Joann Sfar à Paris en juillet 2015. | FRANCOIS GUILLOT/AFP

Quai Malaquais, la grande salle aux murs défraîchis et ornés de tableaux troués par le temps est presque comble. Sur scène, pour cette matinée du jeudi 28 avril, cinq intervenants aux profils contrastés sont venus donner leur vision de « L’Irresponsabilité de l’artiste », thème du colloque de deux jours organisé par les Beaux-Arts de Paris (en accès libre) auquel ont été conviés au total vingt créateurs ou spécialistes de l’art en réaction à la multiplication, ces derniers mois, des actes de vandalisme ou affaires de censure et d’autocensure dans le monde de l’art.

C’est l’auteur de bandes dessinées Joann Sfar qui a lancé la deuxième journée d’échanges. L’ancien élève des lieux, qui a également fait des études de philosophie, avait intitulé son intervention « L’Espace dialectique et le diable ». Malicieuse formulation qu’il a justifiée par le carambolage entre la lecture de Diable rouge, polar déjanté du romancier américain Joe R. Lansdale, et la préparation de son intervention. Dans le livre, l’un des personnages est retrouvé ivre-mort par sa famille au milieu du salon avec une locomotive de train électrique enfoncée dans l’entrejambe. « L’irresponsabilité de ce père, qui se met les jouets de ses enfants dans le cul, m’a fait penser à l’irresponsabilité de l’artiste », résume Joann Sfar dans un sourire.

« Un moment sauvage »

Il revient sur son bref passage, il y a une dizaine d’années, à Charlie Hebdo – dont les dessinateurs sont régulièrement traités d’irresponsables. ll y a fait le constat implacable qu’il n’avait pas le talent d’un Charb ou d’un Cabu : « Eux avaient des visitations que je n’avais pas, leur connerie leur tombait dessus : ils avaient mille idées à la minutes, moi rien. » Et de poursuivre sa métaphore analo-ferroviaire : « Je n’étais pas un artiste du dessin de presse, alors j’ai trouvé un autre endroit où je pouvais m’enfoncer des trains dans le cul »

La notion de responsabilité est pour lui antinomique avec l’essence de l’artiste : « L’art est un moment sauvage, sur lequel on n’a pas prise, qui relève du diable.

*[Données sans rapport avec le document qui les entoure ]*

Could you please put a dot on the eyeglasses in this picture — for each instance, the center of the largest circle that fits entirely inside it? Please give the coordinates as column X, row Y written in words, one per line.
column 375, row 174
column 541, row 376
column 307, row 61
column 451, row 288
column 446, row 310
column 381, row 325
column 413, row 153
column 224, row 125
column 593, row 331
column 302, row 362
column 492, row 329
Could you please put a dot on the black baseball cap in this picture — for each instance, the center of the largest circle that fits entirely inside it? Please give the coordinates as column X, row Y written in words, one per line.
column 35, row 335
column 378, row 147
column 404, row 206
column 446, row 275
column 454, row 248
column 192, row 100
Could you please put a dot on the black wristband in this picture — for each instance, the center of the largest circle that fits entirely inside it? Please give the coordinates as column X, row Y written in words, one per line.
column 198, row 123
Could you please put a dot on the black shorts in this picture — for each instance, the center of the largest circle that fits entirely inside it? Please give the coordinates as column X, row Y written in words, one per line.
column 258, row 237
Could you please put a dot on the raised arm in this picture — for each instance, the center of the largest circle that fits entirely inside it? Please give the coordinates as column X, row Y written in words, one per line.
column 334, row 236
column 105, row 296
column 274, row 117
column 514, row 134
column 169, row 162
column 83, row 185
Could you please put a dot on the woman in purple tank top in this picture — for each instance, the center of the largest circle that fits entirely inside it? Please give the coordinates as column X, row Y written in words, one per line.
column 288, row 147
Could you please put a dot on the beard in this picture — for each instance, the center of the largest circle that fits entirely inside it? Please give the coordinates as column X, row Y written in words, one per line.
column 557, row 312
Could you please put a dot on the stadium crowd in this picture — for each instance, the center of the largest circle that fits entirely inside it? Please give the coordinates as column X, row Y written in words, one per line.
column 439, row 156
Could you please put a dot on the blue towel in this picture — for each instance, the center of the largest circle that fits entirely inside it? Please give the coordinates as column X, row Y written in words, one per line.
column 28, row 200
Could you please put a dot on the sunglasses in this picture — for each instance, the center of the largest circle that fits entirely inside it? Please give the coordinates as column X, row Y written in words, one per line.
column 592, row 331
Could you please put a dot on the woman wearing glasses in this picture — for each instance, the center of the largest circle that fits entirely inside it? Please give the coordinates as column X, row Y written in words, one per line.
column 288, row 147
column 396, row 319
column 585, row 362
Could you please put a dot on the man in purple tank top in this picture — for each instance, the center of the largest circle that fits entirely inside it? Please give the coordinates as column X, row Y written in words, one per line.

Devient artiste celui qui a peur, essaie de se soigner, de trouver des solutions nouvelles ou de réenchanter le monde. » Aussi l’artiste est-il là « pour être un prophète, pas pour être comptable des idées qui lui viennent », selon l’auteur du Chat du rabbin.

Entre « ire et responsabilité »

« L’artiste Fast and Furious entre Raison d’Etat et Mission Impossible » : la formulation aussi cinématographique que sarcastique de l’intervention du sculpteur et photographe belge Olivier Blanckart annonçait de l’action, le public n’a pas été déçu. Entre « ire et responsabilité », c’est bien une colère provocatrice qui a traversé sa présentation, introduite incidemment par son détournement de la première « une » de Charlie post-attentats : « Tout est pas ordonné », accompagné d’un panneau « Je suis artiste ». Pour lui aussi, l’artiste est donc un « prophète », que les Etats cherchent à domestiquer.

Dans la lignée des artistes « panacées de l’art officiel », qui « servent à tout, comme Buren », comparé à une marque, l’insoumis évoque le cas Anish Kapoor à Versailles. Selon lui, le vandalisme de l’œuvre Dirty Corner a détourné l’attention d’un point qui crée pourtant « un malaise sur la question de la responsabilité ». Car davantage qu’un « vagin de la reine », l’œuvre royalement promue par l’Etat est pour lui le « gode-ceinture qu’on a enfoncé dans le cul des ouvriers de Florange », le mécène des monumentales structures de fer de l’artiste britannique n’étant autre que l’homme d’affaires indien Lakshmi Mittal, président d’ArcelorMittal.